Asian Cities: Colonial to Global

G. Bracken’s presentation

Why have certain cities in Asia taken such a lead in the twenty-first century? How have they been able to make the successful segue from nodes in colonial-era networks into key global players in their own right? Could it be that they have been making canny use of infrastructure inherited from the era of Western colonial expansion? Or is there something else that underpins and explains these cities’ remarkable global dominance? This seminar cover material from the book Asian Cities: Colonial to Global (edited by Gregory Bracken, Amsterdam University Press, 2015) to examine how some of the urban environments of Asia have managed to successfully make the transition from colonial-era nodes into global cities. It will highlight a variety of multi-disciplinary viewpoints, including history, geography, and cultural studies, as well as architecture and urbanism, the main lens through which these cities and their networks are examined, to try and formulate a new understanding of what makes Asian cities such global leaders, as well as point out some object lessons for those less successful in this endeavour.

 

Nurul Azlan

Of Amnesia and Mimicry

N. Azlan’s presentation

In this seminar, the development trajectory of the built environment in Malaysia from Independence (1957) onwards is interrogated through the lens of ‘amnesia’ and ‘mimicry’ from a postcolonial perspective.

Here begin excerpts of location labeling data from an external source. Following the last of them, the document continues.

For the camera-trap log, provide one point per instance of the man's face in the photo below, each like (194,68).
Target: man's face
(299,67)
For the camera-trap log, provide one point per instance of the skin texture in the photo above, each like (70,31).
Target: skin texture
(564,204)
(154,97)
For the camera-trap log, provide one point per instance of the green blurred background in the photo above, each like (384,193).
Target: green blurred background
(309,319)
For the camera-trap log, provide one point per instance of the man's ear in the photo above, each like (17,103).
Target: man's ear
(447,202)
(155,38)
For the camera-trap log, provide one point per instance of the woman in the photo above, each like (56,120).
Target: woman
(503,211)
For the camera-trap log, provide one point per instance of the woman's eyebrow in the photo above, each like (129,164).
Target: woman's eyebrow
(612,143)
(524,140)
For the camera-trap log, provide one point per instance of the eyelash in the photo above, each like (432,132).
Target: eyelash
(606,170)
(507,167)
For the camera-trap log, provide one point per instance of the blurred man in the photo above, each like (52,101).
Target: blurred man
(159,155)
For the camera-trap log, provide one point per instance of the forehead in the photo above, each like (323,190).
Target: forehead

After a brief introduction about the terms, we discuss how the political and economic aspirations of this post-colonial state are manifested in the production of its architecture, where certain aspects of history are conveniently forgotten but others are selectively remembered to the point of recreating what was not there to begin with.  We will also discuss how the post-colonial society is replicating the colonial structure in its attitude towards public space, and how the Malaysian struggle with its ‘architecture identity’ stemmed from this postcolonial anxiety.